Participez, par conséquent, à réduire votre empreinte carbone (moins de transport, moins d’émission de méthane, un gaz à effet de serre, dans les décharges...).
Autant de façon d’agir, à petite comme à grande échelle, pour le bien de la planète !
Bonne question ! En fait, tout va dépendre de la méthode de compostage que vous choisissez. Déjà, quand on parle de « déchets organiques », on parle de déchets issus du vivant (végétaux, animaux), qui peuvent se décomposer naturellement... voire pourrir !
Cela inclut :
Ce sont des matières humides, fraîches et généralement molles qui dégagent de l’azote et permettent de garder un minimum d’humidité dans le compost. Par ailleurs :
Ils nourrissent les micro-organismes.
Ils permettent de démarrer une décomposition ou une fermentation.
Parmi les plus courants, on compte :
Les épluchures ou restes de fruits et légumes frais ou cuits.
Les pelures d’oignons, d’ail...
Les restes ou parties abîmées de végétaux (salades, herbes).
Les fleurs et plantes vertes fanées non malades (on fait attention aux rosiers !).
Le gazon fraîchement coupé.
Le marc de café, les filtres en papier et les sachets de thé sans agrafe.
Les coquilles d’œufs écrasées.
Le pain rassis (en l’humidifiant avant).
Les pâtes / riz cuits (en petites quantités).
À l’inverse, ce sont des matières dures, sèches et souvent fibreuses. Elles apportent du carbone qui permet d’aérer le compost, équilibrer le taux d’humidité, éviter les mauvaises odeurs (souvent semblable à celle d’un œuf pourri !)
Parmi les plus courants, on compte :
Le carton brun non imprimé : boîtes d’œufs, rouleaux de papier absorbant ou papier toilette, carton ondulé... (toujours en petits morceaux).

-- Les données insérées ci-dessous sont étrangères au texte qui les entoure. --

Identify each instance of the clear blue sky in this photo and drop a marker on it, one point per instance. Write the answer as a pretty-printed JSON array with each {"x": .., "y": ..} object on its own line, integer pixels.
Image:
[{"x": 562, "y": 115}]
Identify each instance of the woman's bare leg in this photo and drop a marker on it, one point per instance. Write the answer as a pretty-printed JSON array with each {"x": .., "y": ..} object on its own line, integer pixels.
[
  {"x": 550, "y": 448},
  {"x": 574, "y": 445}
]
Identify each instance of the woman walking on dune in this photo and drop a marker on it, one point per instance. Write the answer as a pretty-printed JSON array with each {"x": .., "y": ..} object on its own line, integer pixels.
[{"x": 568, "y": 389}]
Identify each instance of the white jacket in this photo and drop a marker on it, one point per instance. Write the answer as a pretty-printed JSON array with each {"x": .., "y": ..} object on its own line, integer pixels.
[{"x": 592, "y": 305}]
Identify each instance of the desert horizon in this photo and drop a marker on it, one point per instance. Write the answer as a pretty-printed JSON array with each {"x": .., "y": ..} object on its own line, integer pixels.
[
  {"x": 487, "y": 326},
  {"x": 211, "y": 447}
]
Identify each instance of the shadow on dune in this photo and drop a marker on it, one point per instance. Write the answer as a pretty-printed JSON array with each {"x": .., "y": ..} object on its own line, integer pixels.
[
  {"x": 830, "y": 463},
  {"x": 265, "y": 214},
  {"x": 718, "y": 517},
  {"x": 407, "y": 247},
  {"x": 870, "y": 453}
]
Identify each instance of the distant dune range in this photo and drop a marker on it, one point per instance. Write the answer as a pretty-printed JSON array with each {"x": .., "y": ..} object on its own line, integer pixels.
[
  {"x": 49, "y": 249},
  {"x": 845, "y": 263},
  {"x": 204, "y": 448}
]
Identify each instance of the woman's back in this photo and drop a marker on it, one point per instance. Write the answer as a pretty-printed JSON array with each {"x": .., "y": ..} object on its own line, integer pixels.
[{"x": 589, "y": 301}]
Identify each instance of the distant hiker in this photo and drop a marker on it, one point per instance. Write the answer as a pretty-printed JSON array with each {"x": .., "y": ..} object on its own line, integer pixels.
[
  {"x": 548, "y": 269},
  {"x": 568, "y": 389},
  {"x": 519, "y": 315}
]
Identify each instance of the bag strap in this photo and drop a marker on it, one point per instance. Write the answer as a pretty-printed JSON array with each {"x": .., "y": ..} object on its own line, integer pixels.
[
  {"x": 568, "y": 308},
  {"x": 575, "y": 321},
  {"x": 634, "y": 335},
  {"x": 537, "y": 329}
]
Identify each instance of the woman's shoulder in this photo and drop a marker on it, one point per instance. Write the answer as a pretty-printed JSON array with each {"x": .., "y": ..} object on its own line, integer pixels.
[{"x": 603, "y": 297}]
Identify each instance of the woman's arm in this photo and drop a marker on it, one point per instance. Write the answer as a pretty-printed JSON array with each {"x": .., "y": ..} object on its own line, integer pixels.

Les feuilles essuie-tout ou mouchoirs en papier non plastifiés (idem : en petits morceaux).
Les feuilles mortes (celles qui craquent ou se désagrègent).
Les branches et brindilles broyées.
Les copeaux de bois ou sciure non traitée.
Le papier kraft.
Produits laitiers, viandes, œufs, restes de repas, fromages peuvent se composter uniquement dans un Bokashi. On les oublie pour les autres !
Car oui, il existe trois grands types de compost, à choisir selon ses besoins et ses moyens. On y va pour les détails !
L’astuce en + : Plus les déchets compostés sont variés, plus le compost sera de bonne qualité !
Quelque part, c’est celui qui est à l’origine de cette façon de recycler ses déchets. Le compost que nos grands-parents pouvaient faire quand ils avaient un jardin.
Des déchets verts.
Des déchets bruns.
De la viande.
Du poisson.
Des produits laitiers.
Des agrumes en grande quantité.
Des huiles et graisses.
Du pain et des céréales en grande quantité.
Des restes de repas cuisinés
On obtient : Un compost solide d’exception !
Vous pouvez vous équiper d’un bac composteur, mais la méthode la plus facile reste de former un tas à même le sol !
Choisissez un endroit à mi-ombre du jardin, et à l’abri du vent. La taille idéale d’un tas de compost est d’1 x 1 mètre ;
Superposez vos couches successives de déchets ;
Veillez à respecter autant que possible un mélange de 1/3 de déchets verts et 2/3 de déchets bruns ;
Pensez à arroser pour éviter qu’il soit complètement sec ;
Remélangez au fur et à mesure à l’aide d’une fourche (une bonne aération est indispensable !) ;
Si besoin, recouvrez de paille pour le protéger du froid.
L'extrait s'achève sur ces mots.